Ping Liang, assistant professor of oncology in the Department of Cancer Genetics at RPCI, had a similarly positive experience with CCR when he received an urgent request from a collaborator at another institution. Liang is working on a project that aims to identify the critical genetic factors responsible for the biological differences—including susceptibility to diseases—between humans and primates. The goal is to help prevent and treat human diseases, including AIDS and cancer.

Liang needed to conduct comparative genomics studies of more than 3 billion nucleotide sequences base by base—a job that could only be done by high-performance computers. Even with the short time frame, CCR enthusiastically accepted the job. CCR staff member Cynthia Cornelius worked nights and weekends, providing Liang with access to U2, a high-performance computer cluster with 800 nodes.

“Not including set up and testing, it took U2 only one night to complete the job,” said Liang. “It would have taken my small computer cluster months.”

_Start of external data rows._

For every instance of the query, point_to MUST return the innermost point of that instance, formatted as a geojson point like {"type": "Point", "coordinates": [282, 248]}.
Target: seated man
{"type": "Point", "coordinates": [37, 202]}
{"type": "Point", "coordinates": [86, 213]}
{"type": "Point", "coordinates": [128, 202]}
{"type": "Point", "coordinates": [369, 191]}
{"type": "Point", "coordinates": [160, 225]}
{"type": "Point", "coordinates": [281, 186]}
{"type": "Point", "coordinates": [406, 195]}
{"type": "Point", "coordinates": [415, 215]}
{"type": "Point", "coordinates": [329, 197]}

The individual attention that comes from CCR computational scientists and staff, such as Matt Jones, Zihua Hu, Steve Gallo and Martins Innus, all of whom work one-on-one with faculty members, has been received enthusiastically. Over the next few months, CCR staff plans to meet with departments throughout UB and the Center of Excellence to understand better how the center can respond to their needs.

Also planned is a series of workshops describing CCR's capabilities, infrastructure and ways that CCR resources can be used. Liang, who is director of Roswell Park's newly established Bioinformatics Core Facility, had used CCR when it was housed on the North Campus.

“Having CCR move into the Center of Excellence definitely has improved our interactions with their staff,” he said. “Considering the nature of the research we do at Roswell, I envision that we and other biomedical researchers will become major users and beneficiaries of CCR in the near future.”